Daphne examined her intertwined fingers. “We were doing a live interview for Entertainment Mexico. The presenter asked me how I felt about Django, and I told the whole of Mexico that he was my Tonto.”

“I understand that caused some uproar.”

She shrugged. “How was I supposed to know that tonto means idiot in Spanish?”

Miss Dian covered her mouth with one hand, obviously stifling a laugh. Daphne swept back her hair and avoided Dian’s gaze. She wouldn’t be caught out like that again.

Wang patted Daphne’s knee in a comforting manner. “Don’t worry, darling. I know that you don’t think I’m an idiot.”

“Of course not!”

Miss Dian chuckled. "The People's Republic is a long way from Mexico. What first brought you to our shores?"

Daphne sighed with relief. She'd prepared for this question. "China is such an amazing country that I think every American should spend some time here if they are able. It's the oldest civilization in the world and the source of so many important inventions—paper, printing, the compass, and fireworks. The Forbidden City truly has to be seen to be believed, while they say the Great Wall can be seen from space."

"So you're interested in our culture?"

"You bet!" That and the fact that Beijing has more new billionaires per square foot than any city in America.
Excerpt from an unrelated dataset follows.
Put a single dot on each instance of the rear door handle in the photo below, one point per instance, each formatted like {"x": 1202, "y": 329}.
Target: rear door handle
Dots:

Miss Dian cocked her head. “And now you're here, what exactly attracted you to the billionaire Wang Jin?”

Daphne straightened in her seat and grinned at Wang. “Oh, he’s my chubby little Pingu.”

Miss Dian’s eyes widened. “Did you just say chubby pìgu?”


“You called Mr. Wang Jin, the most eligible man in China, a fat pìgu*?”

Wang stood and glared at Daphne. “I didn’t come here to be insulted!” He marched out of the studio without once glancing back.

Miss Dian shook her head. “Daphne, darling, I really think you'd be better off going back to Mexico.”

         * pìgu means ass in Chinese.